Someone asked me today how to find a duplicate entry in a table. One of his tables became corrupted after SQL Server accidentally dropped his Unique Index constraint on a field. As a result, the same data got inserted multiple times and he needed a way to find out which and how to delete them.
So suppose you have a simple "book" table with two columns ("Id" and "Name") with the following data and "Id" is a primary key and is also identity. "Name" column should have a Unique Index constraint but was lost when the server crashed.
To locate the books with multiple entries, we can group a query like this:
SELECT Name, count(*) FROM book GROUP BY Name HAVING count(*) > 1
When it comes to deleting duplicate data, it's a little more complicated. One way is to create a temporary table, copy rows over to the temp table, truncate your original table and re-insert back from the temp table using the DISTINCT clause. So first thing is to always backup your table before you begin any big deletion. On other databases, you would use CREATE TEMP TABLE syntax and omit the pound (#) sign that SQL Server uses.
-- Create our temp table
CREATE TABLE #temp
(
Id int,
Name varchar(50)
PRIMARY KEY(Id)
)
-- Copy data to a temp table
INSERT INTO #temp SELECT * FROM book
-- Empty the table
TRUNCATE TABLE book
-- Copy unique data back to our original table
INSERT INTO book (Name) SELECT DISTINCT Name FROM #temp
-- Clean up
DROP TABLE #temp
You could have worked the other way around and insert unique data into the temp table by DISTINCT and then re-insert back to original table but I decided to copy all rows first since it will act as a rough backup.
Another way is to use "sp_rename" to copy over the original table and then INSERT INTO a new table again using SELECT DISTINCT. The copy is slightly faster and cleaner since you don't have to create any temporary table.

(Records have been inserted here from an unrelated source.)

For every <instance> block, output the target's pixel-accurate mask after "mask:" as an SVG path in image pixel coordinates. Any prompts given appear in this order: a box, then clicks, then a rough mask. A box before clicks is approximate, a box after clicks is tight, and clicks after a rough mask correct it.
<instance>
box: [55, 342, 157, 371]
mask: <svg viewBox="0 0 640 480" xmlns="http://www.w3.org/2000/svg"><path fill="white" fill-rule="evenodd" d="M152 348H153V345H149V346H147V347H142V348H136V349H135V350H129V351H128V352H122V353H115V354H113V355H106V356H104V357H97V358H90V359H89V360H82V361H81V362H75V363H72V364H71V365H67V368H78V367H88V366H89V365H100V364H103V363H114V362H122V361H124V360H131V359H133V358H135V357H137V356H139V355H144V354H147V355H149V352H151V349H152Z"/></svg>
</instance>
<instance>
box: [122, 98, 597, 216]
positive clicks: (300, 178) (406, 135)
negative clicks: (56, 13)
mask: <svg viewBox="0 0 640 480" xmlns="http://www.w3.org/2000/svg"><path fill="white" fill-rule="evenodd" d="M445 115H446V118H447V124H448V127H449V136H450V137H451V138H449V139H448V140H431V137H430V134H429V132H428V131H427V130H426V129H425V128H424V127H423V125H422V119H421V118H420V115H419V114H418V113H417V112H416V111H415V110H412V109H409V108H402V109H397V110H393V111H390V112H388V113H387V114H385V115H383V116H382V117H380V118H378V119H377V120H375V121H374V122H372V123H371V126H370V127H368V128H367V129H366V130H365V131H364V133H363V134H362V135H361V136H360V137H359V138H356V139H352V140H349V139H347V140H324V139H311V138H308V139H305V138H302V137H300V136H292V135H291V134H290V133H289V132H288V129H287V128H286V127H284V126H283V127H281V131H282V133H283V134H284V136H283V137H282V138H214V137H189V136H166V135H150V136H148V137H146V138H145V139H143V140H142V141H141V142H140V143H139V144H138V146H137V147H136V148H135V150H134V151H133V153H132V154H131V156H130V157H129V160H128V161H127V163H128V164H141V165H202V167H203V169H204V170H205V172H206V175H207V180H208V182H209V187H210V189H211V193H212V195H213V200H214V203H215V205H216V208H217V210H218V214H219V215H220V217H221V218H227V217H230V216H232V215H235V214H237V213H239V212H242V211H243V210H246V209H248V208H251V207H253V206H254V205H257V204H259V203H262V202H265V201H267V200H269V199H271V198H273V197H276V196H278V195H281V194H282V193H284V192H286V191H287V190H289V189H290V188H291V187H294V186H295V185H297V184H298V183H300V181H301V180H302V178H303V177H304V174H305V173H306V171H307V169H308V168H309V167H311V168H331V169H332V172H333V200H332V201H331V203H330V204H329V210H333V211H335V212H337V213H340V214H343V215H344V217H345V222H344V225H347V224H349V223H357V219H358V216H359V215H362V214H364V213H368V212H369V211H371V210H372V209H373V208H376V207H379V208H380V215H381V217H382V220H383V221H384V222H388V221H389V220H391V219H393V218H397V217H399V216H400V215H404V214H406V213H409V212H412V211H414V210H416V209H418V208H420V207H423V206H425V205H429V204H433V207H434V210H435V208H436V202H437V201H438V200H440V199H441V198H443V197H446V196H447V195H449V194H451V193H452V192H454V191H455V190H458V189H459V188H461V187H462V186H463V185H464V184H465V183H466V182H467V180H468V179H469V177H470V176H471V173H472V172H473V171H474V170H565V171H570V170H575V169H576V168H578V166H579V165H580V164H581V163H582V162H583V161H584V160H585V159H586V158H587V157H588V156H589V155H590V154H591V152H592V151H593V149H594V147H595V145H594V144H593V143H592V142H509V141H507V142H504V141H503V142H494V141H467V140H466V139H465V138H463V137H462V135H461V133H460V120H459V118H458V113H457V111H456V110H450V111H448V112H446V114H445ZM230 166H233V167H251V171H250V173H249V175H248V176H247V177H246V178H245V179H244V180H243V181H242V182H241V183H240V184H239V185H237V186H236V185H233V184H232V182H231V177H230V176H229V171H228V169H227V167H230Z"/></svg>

If you're not running SQL Server, you can also use the ALTER TABLE ... RENAME TO ... command instead of sp_rename.
-- Rename table
sp_rename 'book', 'temp_book'
-- Create our table
CREATE TABLE book
(
Id int IDENTITY,
Name varchar(50)
PRIMARY KEY(Id)
)
-- Copy unique rows
INSERT INTO book (Name) SELECT DISTINCT Name FROM temp_book
-- Clean up
DROP TABLE temp_book
There you go, now you know how to deal with duplicate data next time your database crashes on you or you simply forgot to put a unique constraint.